The inference section pertains to topics typical for model inference:
- confidence threshold
- intersection over union threshold
The postprocess section concerns everything that happens after obtaining inference results. We can choose to overlay boxes in places where the model has successfully detected something, blur those areas, or use a Kalman filter to improve detection continuity.
Pose estimation can be configured by setting pose
to true when using pose models.
The pose estimation section includes two key options:
keypoints
: This option, enabled by default, draws keypoints representing human joints.pose_classifier
: This option allows the classification of poses, such as "Standing" or "Laying." Additionally, a fall detection feature can be enabled, which will trigger an alert on the screen if a fall is detected.

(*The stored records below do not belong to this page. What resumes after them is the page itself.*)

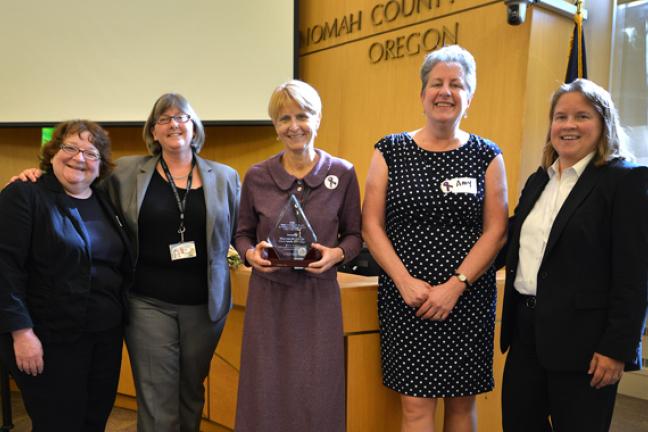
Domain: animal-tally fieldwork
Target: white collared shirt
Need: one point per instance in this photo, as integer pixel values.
(537, 226)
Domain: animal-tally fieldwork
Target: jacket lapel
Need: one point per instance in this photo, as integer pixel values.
(144, 175)
(209, 189)
(581, 190)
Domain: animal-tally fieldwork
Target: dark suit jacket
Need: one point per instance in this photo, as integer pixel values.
(45, 260)
(592, 286)
(221, 186)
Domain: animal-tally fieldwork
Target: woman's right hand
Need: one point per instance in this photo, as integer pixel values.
(256, 257)
(29, 174)
(414, 291)
(28, 351)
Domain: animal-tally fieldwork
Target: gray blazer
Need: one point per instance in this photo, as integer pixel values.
(127, 186)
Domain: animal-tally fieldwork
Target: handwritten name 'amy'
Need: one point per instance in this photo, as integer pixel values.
(460, 185)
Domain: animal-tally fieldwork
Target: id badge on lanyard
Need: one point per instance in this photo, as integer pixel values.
(183, 249)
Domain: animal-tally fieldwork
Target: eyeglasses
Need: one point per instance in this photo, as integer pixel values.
(74, 150)
(182, 118)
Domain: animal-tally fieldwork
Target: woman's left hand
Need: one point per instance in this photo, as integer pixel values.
(441, 300)
(330, 257)
(604, 370)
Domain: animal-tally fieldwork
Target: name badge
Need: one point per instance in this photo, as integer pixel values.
(182, 250)
(459, 185)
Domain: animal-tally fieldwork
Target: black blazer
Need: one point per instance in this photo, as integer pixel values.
(45, 260)
(592, 286)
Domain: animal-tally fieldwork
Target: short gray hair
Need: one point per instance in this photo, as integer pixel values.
(451, 54)
(299, 92)
(164, 102)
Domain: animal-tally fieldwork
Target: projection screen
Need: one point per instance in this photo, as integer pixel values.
(109, 60)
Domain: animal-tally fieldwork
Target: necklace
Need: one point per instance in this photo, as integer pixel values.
(180, 177)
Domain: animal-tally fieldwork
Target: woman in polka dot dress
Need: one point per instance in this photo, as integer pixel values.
(434, 218)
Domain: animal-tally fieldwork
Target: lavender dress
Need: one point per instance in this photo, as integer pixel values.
(292, 361)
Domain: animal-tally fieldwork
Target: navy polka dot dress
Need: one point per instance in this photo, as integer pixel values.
(433, 218)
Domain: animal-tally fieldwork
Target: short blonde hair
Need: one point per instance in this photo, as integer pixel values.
(613, 140)
(296, 91)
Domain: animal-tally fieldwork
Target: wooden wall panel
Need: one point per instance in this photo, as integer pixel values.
(364, 101)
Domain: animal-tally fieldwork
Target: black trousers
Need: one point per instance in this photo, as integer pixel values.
(76, 391)
(535, 399)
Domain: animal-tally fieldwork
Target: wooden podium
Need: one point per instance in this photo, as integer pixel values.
(370, 406)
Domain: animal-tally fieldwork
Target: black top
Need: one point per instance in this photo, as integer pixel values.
(46, 260)
(182, 281)
(104, 307)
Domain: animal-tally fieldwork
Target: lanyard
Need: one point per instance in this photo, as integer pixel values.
(182, 205)
(305, 192)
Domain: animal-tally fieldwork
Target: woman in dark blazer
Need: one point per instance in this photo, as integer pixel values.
(577, 272)
(181, 212)
(65, 265)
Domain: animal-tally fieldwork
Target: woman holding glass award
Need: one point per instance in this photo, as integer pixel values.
(300, 209)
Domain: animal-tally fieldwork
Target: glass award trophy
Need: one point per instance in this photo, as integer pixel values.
(291, 238)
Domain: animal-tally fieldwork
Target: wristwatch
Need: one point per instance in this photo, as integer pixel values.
(463, 278)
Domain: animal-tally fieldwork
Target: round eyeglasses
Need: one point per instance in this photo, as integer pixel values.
(182, 118)
(72, 150)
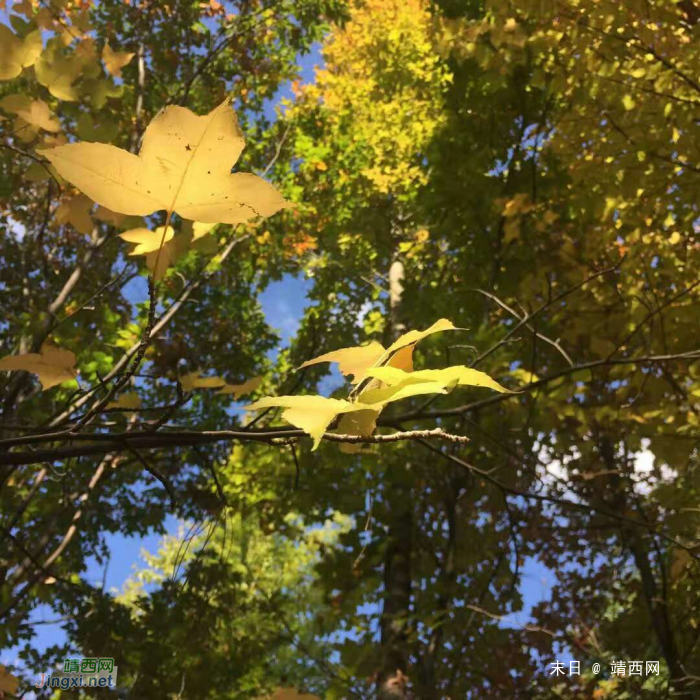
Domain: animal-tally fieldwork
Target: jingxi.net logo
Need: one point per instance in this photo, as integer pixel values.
(82, 673)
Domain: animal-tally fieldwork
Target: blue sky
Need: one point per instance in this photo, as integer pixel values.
(283, 303)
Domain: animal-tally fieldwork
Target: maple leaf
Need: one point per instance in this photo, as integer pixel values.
(193, 380)
(398, 381)
(115, 60)
(239, 390)
(161, 251)
(36, 113)
(57, 73)
(183, 166)
(52, 365)
(15, 53)
(145, 240)
(76, 211)
(352, 361)
(8, 682)
(357, 360)
(290, 694)
(312, 414)
(129, 400)
(391, 378)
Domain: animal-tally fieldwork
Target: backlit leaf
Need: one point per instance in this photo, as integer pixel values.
(239, 390)
(15, 53)
(184, 166)
(52, 365)
(351, 361)
(115, 60)
(193, 381)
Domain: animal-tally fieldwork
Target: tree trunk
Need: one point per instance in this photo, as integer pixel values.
(654, 598)
(397, 557)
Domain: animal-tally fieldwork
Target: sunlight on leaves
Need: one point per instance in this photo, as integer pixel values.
(52, 365)
(183, 166)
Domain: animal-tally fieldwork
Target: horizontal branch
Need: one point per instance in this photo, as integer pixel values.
(691, 355)
(103, 443)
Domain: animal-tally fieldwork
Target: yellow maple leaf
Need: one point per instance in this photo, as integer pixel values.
(199, 229)
(312, 414)
(193, 380)
(76, 212)
(184, 166)
(115, 60)
(15, 53)
(34, 112)
(412, 337)
(129, 400)
(289, 694)
(391, 378)
(146, 240)
(8, 682)
(357, 423)
(239, 390)
(448, 377)
(161, 251)
(52, 365)
(57, 73)
(351, 361)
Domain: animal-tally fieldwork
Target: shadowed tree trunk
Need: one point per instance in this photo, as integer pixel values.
(397, 556)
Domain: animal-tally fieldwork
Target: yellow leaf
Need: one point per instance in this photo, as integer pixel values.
(128, 400)
(16, 53)
(448, 377)
(108, 216)
(146, 240)
(351, 361)
(52, 365)
(312, 414)
(115, 60)
(199, 229)
(288, 694)
(357, 423)
(193, 381)
(412, 337)
(58, 73)
(9, 684)
(159, 261)
(34, 112)
(184, 167)
(403, 390)
(239, 390)
(76, 212)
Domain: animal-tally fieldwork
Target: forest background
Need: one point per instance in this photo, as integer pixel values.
(528, 170)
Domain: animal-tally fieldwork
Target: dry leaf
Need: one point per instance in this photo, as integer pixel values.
(76, 212)
(239, 390)
(52, 365)
(290, 694)
(352, 361)
(15, 53)
(146, 240)
(391, 379)
(194, 380)
(199, 229)
(115, 60)
(34, 112)
(57, 73)
(184, 167)
(312, 414)
(129, 400)
(8, 682)
(448, 377)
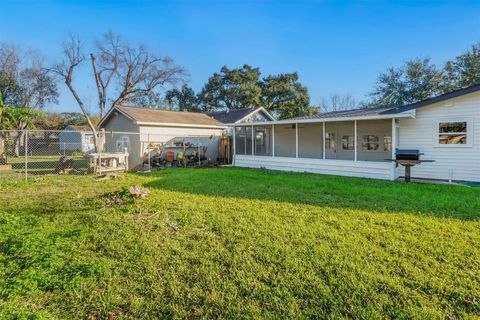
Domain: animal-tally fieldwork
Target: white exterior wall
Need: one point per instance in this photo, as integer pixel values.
(365, 169)
(460, 162)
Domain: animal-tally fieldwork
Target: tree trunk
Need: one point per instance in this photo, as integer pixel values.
(3, 154)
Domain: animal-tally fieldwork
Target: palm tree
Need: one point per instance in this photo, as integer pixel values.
(10, 119)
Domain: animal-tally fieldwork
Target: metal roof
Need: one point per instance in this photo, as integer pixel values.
(440, 98)
(346, 114)
(232, 116)
(158, 116)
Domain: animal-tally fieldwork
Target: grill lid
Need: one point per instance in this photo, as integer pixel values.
(408, 154)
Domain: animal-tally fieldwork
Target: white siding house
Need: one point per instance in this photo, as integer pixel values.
(362, 142)
(452, 161)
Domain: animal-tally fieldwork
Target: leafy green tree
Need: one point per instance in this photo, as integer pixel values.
(416, 80)
(463, 71)
(183, 99)
(284, 96)
(231, 89)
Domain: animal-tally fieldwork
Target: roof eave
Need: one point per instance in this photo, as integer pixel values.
(184, 125)
(255, 111)
(336, 119)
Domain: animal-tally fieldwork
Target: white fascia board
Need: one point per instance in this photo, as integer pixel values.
(339, 119)
(183, 125)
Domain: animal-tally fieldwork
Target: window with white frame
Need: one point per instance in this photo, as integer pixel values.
(122, 143)
(387, 143)
(348, 142)
(453, 133)
(370, 142)
(89, 139)
(329, 140)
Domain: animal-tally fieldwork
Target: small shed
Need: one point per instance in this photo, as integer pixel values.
(76, 138)
(137, 128)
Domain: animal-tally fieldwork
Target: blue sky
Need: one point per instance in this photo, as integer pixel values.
(336, 46)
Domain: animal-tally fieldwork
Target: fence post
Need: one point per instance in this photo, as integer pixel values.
(148, 152)
(26, 154)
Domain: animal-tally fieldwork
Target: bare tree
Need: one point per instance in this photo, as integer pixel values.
(338, 102)
(122, 73)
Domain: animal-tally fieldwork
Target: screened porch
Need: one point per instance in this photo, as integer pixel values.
(354, 148)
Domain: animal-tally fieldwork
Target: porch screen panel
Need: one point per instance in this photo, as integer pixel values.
(243, 140)
(374, 140)
(285, 140)
(310, 140)
(263, 141)
(332, 140)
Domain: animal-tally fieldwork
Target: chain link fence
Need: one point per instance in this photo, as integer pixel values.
(26, 153)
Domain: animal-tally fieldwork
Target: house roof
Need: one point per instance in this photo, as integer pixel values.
(385, 111)
(233, 116)
(346, 113)
(440, 98)
(78, 128)
(157, 116)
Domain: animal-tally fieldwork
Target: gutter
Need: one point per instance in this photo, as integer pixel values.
(320, 120)
(181, 125)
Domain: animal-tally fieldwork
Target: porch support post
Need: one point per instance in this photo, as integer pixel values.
(394, 146)
(234, 145)
(273, 140)
(324, 139)
(296, 140)
(253, 143)
(355, 139)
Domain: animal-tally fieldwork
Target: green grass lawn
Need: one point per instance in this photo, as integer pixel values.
(238, 243)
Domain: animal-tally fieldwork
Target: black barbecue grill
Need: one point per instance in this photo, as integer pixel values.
(408, 154)
(408, 158)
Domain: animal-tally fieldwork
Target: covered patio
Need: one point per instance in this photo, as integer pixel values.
(330, 143)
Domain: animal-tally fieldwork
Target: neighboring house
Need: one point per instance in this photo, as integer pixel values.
(76, 138)
(247, 115)
(138, 128)
(358, 142)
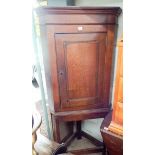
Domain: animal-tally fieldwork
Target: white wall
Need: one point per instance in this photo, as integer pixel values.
(93, 126)
(57, 3)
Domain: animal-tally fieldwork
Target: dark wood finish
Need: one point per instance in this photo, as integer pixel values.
(77, 48)
(112, 126)
(116, 125)
(87, 151)
(113, 142)
(92, 139)
(78, 126)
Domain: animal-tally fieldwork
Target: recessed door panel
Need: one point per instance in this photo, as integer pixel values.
(80, 60)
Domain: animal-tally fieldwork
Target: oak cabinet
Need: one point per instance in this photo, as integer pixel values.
(77, 48)
(112, 125)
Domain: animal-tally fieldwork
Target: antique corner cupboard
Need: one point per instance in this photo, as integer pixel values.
(77, 48)
(112, 125)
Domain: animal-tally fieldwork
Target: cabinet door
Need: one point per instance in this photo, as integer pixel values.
(81, 61)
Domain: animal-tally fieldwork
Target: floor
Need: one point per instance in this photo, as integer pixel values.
(44, 146)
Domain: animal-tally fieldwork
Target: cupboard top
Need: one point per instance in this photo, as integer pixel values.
(78, 15)
(78, 10)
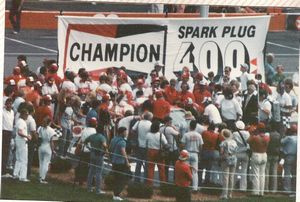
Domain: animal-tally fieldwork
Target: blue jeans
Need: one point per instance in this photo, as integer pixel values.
(141, 161)
(209, 159)
(65, 141)
(95, 169)
(290, 165)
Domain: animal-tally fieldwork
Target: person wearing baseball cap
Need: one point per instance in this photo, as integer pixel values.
(228, 150)
(81, 171)
(245, 77)
(258, 142)
(159, 68)
(52, 72)
(240, 135)
(289, 149)
(183, 177)
(161, 108)
(43, 110)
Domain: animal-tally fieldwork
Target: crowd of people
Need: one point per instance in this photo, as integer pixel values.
(236, 133)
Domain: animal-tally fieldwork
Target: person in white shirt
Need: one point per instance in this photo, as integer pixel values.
(50, 88)
(19, 99)
(46, 148)
(218, 95)
(211, 111)
(104, 86)
(7, 130)
(172, 136)
(264, 107)
(230, 108)
(226, 78)
(31, 127)
(228, 150)
(139, 86)
(68, 82)
(81, 171)
(20, 170)
(192, 141)
(244, 78)
(289, 89)
(237, 94)
(155, 141)
(241, 136)
(142, 128)
(285, 103)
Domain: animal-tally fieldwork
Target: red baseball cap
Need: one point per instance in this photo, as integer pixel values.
(184, 155)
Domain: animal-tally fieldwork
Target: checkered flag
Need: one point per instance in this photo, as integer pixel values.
(58, 132)
(286, 121)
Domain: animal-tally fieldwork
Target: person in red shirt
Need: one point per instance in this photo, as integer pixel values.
(34, 96)
(210, 154)
(183, 177)
(161, 108)
(200, 90)
(185, 93)
(43, 110)
(16, 76)
(258, 142)
(52, 72)
(171, 94)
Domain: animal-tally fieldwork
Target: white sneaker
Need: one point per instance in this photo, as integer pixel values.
(117, 198)
(15, 177)
(7, 175)
(100, 192)
(43, 181)
(24, 180)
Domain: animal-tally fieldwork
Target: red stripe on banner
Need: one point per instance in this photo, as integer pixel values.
(103, 30)
(254, 61)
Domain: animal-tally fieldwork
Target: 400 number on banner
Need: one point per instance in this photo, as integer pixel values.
(212, 57)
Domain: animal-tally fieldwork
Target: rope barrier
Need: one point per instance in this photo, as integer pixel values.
(164, 182)
(171, 166)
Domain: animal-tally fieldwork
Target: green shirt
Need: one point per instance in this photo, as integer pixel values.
(96, 142)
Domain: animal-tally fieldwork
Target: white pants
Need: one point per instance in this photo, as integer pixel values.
(243, 161)
(44, 160)
(258, 164)
(193, 160)
(20, 169)
(228, 179)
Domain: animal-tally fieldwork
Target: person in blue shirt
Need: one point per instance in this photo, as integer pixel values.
(98, 147)
(269, 69)
(289, 150)
(120, 162)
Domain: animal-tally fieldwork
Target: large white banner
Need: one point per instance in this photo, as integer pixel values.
(202, 44)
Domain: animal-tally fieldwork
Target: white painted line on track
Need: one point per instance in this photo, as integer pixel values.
(31, 54)
(283, 46)
(48, 37)
(32, 45)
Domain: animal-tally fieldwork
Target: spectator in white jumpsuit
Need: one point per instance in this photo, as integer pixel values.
(46, 148)
(193, 142)
(20, 170)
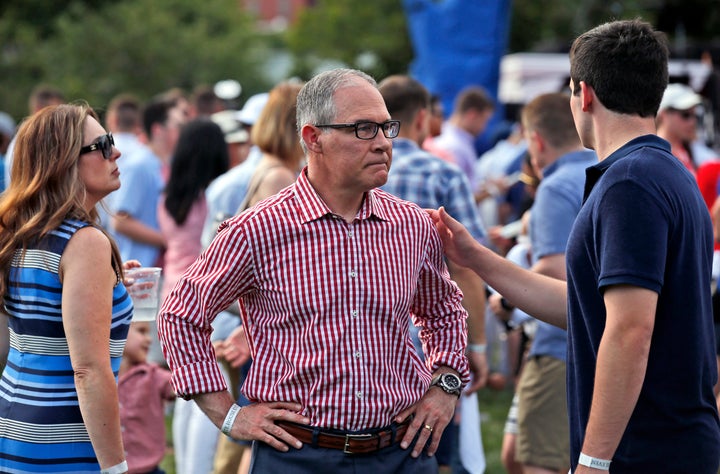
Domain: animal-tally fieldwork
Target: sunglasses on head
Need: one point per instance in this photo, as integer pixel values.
(104, 144)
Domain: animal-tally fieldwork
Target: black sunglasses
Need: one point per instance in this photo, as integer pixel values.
(104, 144)
(365, 130)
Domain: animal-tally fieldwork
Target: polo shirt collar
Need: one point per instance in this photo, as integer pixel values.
(595, 172)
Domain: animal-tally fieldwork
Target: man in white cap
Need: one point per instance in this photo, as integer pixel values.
(226, 192)
(251, 110)
(237, 136)
(677, 123)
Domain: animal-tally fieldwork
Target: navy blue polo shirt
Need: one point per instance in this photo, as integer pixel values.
(644, 223)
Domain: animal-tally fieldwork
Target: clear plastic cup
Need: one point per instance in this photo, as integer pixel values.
(143, 284)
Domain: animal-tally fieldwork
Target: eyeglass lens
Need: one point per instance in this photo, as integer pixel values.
(105, 144)
(368, 130)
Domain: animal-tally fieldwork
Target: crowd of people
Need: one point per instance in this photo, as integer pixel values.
(342, 273)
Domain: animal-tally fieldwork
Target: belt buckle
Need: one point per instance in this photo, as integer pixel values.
(349, 437)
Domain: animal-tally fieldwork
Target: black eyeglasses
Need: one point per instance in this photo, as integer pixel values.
(368, 130)
(104, 144)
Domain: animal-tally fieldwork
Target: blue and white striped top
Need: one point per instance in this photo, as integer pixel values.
(41, 427)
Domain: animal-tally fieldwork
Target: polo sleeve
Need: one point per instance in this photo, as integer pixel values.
(632, 237)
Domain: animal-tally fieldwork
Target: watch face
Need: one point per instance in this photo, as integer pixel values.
(451, 381)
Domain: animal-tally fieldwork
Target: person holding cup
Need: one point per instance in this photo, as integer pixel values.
(62, 288)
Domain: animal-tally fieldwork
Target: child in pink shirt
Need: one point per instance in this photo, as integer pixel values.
(143, 389)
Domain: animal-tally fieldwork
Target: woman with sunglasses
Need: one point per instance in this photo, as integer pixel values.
(61, 285)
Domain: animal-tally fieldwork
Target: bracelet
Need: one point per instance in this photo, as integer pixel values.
(230, 418)
(477, 348)
(505, 305)
(116, 469)
(595, 463)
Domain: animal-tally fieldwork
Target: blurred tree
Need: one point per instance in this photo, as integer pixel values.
(131, 46)
(552, 25)
(370, 35)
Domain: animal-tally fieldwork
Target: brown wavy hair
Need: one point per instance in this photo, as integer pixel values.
(275, 131)
(45, 188)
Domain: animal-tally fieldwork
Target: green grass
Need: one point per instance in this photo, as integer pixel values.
(493, 411)
(494, 406)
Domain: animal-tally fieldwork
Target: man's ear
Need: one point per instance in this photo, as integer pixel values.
(311, 136)
(587, 95)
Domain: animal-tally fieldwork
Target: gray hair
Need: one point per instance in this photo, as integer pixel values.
(315, 102)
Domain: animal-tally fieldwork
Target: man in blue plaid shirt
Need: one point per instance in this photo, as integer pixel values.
(430, 182)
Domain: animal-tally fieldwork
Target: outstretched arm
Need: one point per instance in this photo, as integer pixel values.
(540, 296)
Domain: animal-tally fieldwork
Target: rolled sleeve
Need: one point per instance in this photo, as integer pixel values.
(439, 314)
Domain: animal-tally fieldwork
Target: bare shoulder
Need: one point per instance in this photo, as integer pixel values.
(89, 248)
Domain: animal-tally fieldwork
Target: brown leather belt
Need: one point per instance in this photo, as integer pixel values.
(348, 443)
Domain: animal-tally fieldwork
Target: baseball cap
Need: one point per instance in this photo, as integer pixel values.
(232, 129)
(252, 108)
(679, 97)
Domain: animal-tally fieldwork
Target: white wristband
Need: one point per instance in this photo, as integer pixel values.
(477, 348)
(230, 419)
(116, 469)
(595, 463)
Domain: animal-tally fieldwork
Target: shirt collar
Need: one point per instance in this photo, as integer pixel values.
(312, 207)
(595, 172)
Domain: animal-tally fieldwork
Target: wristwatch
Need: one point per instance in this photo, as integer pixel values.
(449, 382)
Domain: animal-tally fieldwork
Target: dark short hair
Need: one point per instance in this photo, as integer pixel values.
(625, 62)
(550, 116)
(128, 110)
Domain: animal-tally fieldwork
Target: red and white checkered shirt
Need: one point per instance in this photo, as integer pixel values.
(326, 306)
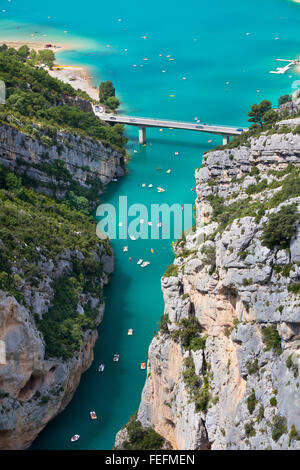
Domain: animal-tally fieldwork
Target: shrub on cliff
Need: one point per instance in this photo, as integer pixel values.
(140, 438)
(34, 230)
(171, 270)
(281, 227)
(188, 334)
(279, 427)
(258, 111)
(284, 99)
(272, 338)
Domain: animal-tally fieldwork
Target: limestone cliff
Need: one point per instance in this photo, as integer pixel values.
(90, 163)
(51, 303)
(223, 368)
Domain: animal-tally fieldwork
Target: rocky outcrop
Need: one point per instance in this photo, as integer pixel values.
(88, 161)
(223, 368)
(34, 388)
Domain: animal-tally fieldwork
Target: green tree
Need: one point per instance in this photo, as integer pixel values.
(106, 90)
(258, 111)
(46, 57)
(23, 52)
(12, 181)
(284, 99)
(270, 117)
(281, 227)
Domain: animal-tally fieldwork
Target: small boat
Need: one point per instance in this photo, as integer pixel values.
(93, 415)
(145, 263)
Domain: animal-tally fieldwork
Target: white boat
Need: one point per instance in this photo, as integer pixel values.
(146, 263)
(93, 415)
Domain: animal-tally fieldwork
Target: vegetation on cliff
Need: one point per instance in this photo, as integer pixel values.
(50, 256)
(34, 231)
(33, 96)
(139, 438)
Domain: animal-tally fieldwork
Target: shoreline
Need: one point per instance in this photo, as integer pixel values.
(76, 76)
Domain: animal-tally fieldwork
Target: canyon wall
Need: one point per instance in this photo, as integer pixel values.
(223, 368)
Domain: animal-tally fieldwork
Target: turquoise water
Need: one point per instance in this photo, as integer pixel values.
(210, 47)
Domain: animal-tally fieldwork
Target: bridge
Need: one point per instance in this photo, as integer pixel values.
(142, 123)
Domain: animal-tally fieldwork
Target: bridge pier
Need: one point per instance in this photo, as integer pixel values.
(142, 135)
(226, 139)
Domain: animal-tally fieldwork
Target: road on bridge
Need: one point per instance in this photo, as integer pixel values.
(142, 123)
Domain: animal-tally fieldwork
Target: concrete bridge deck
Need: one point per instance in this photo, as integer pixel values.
(225, 131)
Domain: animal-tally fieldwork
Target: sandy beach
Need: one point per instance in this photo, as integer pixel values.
(36, 45)
(77, 77)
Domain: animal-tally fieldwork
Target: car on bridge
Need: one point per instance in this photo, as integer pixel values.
(99, 109)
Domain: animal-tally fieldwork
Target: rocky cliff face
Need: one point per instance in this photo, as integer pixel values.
(34, 388)
(88, 161)
(223, 369)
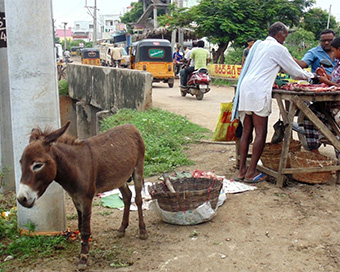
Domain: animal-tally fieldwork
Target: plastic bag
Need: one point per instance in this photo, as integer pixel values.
(279, 131)
(225, 129)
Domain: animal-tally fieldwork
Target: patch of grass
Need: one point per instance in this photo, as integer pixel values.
(223, 82)
(63, 87)
(165, 134)
(25, 247)
(106, 213)
(118, 255)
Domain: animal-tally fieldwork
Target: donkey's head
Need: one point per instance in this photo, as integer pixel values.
(38, 166)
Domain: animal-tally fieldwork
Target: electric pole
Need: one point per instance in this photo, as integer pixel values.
(329, 15)
(64, 23)
(94, 16)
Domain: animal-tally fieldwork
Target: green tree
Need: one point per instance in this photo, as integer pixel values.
(315, 20)
(133, 15)
(299, 42)
(234, 21)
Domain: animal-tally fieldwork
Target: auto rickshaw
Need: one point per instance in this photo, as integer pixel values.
(74, 51)
(90, 56)
(155, 57)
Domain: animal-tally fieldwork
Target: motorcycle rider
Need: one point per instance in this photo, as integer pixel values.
(67, 56)
(200, 57)
(186, 60)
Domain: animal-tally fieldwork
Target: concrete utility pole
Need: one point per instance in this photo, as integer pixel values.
(173, 34)
(180, 30)
(7, 181)
(65, 42)
(94, 16)
(31, 92)
(329, 15)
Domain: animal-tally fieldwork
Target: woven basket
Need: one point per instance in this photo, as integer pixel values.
(190, 194)
(271, 154)
(307, 159)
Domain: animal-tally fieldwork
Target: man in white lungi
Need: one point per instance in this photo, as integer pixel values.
(266, 58)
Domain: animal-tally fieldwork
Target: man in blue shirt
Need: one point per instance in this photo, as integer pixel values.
(314, 55)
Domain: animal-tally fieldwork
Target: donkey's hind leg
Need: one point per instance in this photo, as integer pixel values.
(138, 180)
(126, 193)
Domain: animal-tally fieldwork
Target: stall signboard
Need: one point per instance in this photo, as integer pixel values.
(225, 71)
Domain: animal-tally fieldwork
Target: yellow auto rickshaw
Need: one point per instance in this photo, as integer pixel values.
(155, 57)
(90, 56)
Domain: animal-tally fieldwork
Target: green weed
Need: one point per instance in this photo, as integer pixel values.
(63, 87)
(165, 134)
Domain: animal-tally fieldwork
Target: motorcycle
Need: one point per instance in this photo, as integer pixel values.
(198, 84)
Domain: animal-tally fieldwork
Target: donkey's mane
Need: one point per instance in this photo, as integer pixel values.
(38, 134)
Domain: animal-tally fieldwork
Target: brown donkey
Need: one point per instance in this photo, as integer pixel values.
(84, 168)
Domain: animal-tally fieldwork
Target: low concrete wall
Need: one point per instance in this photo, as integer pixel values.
(95, 89)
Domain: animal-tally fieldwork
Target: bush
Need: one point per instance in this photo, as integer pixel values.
(165, 134)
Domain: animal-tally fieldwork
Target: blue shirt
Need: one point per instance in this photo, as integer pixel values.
(313, 57)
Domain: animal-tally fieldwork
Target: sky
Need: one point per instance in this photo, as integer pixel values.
(74, 10)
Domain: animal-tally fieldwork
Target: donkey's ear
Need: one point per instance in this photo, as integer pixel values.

When using pose estimation models, it is required to set the pose
parameter to true for proper functionality.
At the moment pose estimation feature only supports YOLO-pose models with 17 COCO keypoints.
Each option has its sub-options that modify their behavior. Again, it is important to remember that the more postprocessing we add, the longer the query will take and the more resources it will consume. All options except boxes are not applied by default. In case of colors, the default option - "default" means that every class detected will have different random color assigned to it. If you want a certain color you can pass in form of RGB array - ex.: [255, 0, 0], then EVERY class will be this color. This can be useful when you have only 1 or couple classes.
Finally, there is the output format. Currently, only one format is implemented, so the default setting should not be changed.
RTSP streams​
RTSP uses TCP for transportation, but CGC does not provide option to open TCP port from cli. If you want to view it on external machines, you will need to add output TCP ports manually.
Every Gstreamer server uses separate TCP port. First one serves on 9001 and every another on the next one, so 9002, 9003, ... . You will need to add TCP port for every one of them.